Where Are We Now?

We do not need double-blind crossover randomized clinical trials to understand that smoking causes cancer. Though we are not “lung doctors or cancer doctors” (as I tell my patients), we understand that when the preponderance of clinical results—along with experimental and mechanistic data—strongly indicate a detrimental affect, we scientifically accept those conclusions and use them to guide and treat our patients.

Following that paradigm, but focusing on musculoskeletal tissues, multiple systematic reviews have shown that smoking has negative consequences in the healing of ligament, cartilage [8], tendon, labrum [13], and specifically relevant to the paper by Santiago and colleagues, bone [11, 14]. Mechanistically, we have come to understand the osteobiologic underpinnings of some of the effects of cigarette smoke, including its modulation of the osteoprogenitor population [1], preosteogenic chondrogenesis [3], and osteoblastic gene expression [12]. The conclusion is clear: Smoking is bad for the bone.

While surgeons strive to decrease smoking in their patients with fractures in an attempt to avoid complications and improve healing, we must also consider the issue of secondhand smoke, which is even less under our control. Among the many undesired compounds in secondhand smoke are polycyclic aromatic hydrocarbons, which have been implicated in specific-receptor mediated loss of bone mass [7], and likely impair callus generation in fractures [9].

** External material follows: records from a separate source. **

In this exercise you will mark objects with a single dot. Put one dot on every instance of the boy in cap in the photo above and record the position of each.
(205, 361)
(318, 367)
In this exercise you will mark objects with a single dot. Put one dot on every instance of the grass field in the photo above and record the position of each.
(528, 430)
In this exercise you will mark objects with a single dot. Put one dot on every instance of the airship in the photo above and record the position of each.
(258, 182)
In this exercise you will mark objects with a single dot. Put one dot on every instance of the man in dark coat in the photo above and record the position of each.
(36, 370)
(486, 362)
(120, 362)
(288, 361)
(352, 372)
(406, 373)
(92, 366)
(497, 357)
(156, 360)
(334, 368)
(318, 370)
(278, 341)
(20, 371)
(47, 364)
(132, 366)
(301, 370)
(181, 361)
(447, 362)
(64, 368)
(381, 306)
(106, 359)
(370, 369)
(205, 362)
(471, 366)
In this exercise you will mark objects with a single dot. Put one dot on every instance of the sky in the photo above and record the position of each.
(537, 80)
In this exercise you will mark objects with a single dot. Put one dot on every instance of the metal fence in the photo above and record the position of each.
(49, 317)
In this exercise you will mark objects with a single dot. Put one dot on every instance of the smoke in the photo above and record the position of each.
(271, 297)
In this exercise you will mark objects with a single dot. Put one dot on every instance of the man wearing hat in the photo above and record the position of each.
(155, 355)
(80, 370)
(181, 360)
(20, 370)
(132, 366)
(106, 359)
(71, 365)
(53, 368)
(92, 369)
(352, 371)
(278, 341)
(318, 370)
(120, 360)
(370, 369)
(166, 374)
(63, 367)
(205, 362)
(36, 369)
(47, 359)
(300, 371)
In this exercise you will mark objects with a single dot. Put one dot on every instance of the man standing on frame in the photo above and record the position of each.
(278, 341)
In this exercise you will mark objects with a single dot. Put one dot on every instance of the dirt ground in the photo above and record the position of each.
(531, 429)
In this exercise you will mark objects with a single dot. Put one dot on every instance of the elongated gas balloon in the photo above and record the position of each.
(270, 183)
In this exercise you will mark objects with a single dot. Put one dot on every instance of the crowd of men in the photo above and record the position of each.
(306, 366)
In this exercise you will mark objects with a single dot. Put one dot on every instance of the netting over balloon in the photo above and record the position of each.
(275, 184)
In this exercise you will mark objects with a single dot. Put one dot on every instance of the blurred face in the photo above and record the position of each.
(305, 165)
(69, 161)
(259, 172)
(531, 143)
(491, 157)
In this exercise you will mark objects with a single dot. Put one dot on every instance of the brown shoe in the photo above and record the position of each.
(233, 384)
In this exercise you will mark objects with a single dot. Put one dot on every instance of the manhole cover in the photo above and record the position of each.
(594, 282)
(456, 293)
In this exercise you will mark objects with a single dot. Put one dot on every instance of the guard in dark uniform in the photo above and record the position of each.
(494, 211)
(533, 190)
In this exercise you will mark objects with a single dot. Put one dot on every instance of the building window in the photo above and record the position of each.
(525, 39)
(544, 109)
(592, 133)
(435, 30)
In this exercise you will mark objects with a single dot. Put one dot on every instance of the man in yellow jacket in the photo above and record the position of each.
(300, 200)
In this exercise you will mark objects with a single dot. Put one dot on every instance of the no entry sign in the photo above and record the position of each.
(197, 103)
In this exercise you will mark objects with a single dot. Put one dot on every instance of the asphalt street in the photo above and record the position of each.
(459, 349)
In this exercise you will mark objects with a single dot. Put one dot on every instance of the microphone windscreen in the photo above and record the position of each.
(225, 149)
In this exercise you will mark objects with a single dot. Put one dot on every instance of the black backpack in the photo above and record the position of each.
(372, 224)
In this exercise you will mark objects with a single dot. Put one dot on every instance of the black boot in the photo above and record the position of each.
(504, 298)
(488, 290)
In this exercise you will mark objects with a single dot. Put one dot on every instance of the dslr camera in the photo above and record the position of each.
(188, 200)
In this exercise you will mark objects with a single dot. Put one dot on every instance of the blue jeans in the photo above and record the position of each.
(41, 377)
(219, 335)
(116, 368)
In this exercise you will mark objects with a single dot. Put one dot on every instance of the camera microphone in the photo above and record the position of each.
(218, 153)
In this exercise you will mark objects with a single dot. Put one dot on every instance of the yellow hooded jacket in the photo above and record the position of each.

Santiago and colleagues conclude that if you smoke cigarettes, or are close enough to it to inhale it, you are at risk. The consistency in the results only enhances their conclusion—callus maturity, density, and mechanical resistance were all negatively affected by secondhand smoke. A more clinically relevant finding in their study showed that exposure to secondhand smoke before the fracture was less detrimental to the patient than exposure before and after the fracture. This is a compelling scientific rationale to strongly encourage cessation at the time of injury, which is typically the orthopaedic surgeon’s first encounter with a patient.

In other words, being a nonsmoker is best, but stopping after the fracture still is helpful.

Where Do We Need To Go?

Several topics pertaining to tobacco smoke and fractures call for further elucidation. First, while the results from Santiago and colleagues provide a rational association between secondhand smoke and negative effects on fracture healing, they do so in a controlled experimental setting. We do not yet know whether secondhand smoke, as inhaled by people in real life, is in fact linked to poor fracture healing.

Second, we do not clearly know the relative negative contributions of the components of tobacco smoke (first or secondhand) such as polycyclic aromatic hydrocarbons or the active stimulant ingredient of nicotine. This may become increasingly important as marketing efforts for, and the popularity of, nicotine-containing smokeless products increase; it also presents a dilemma for cessation efforts as we do not clearly know how nicotine from a gum or a patch, without the rest of tobacco smoke, may affect fracture healing.

Third, our data (including those from the current study) do not provide a robust dose-response relationship. Does some reduction help or is there a threshold that must be crossed? Is that threshold essentially zero, including secondhand smoke? Answers to these questions will improve our ability to properly counsel and treat our patients.

That said, this information would be much less necessary, if we could get all of our patients to quit smoking (except perhaps the understanding of inhaled nicotine, should this become a popular independent “habit” rather than a proxy for cigarette smoking). That brings me to another important place for us to go: Leading our patients with fractures to smoking cessation.

How Do We Get There?

We have amassed enough good scientific evidence to conclude that eliminating tobacco smoke from our patients with fractures will help them heal, and will save medical-economic resources. But it is beyond the scope of this commentary to delineate the scientific experiments and clinical studies to resolve the three issues mentioned in the section above. Rather, I will consider the larger problem at hand: Getting our patients with fractures to stop smoking. Here, we not only have a challenge, but an opportunity.

Consider that for some of our patients, hospital admission is part of the care of the fracture; this generally provides temporary disruption of smoking, which has been associated with cessation [6]. Further, the acute event of fracture and surgeon intervention may provide a “teachable moment,” which has been used successfully to improve healthy-heart practices after myocardial infarction [4, 5], and to promote smoking cessation within other hospital settings [2]. Consistent with the Health Belief Model for healthcare change, McBride and colleagues [10] have formalized a model to study such interventions. For example, an acute fracture can become a teachable moment for smoking cessation because it: (1) Increases expectation of personal risk, (2) prompts a strong emotional response, and (3) redefines self-concept.

Our real challenge is to use the lessons learned from others regarding healthcare behavior change, combine them with insights gleaned as orthopaedic surgeons to further understand the critical issues, and help our fracture patients quit smoking.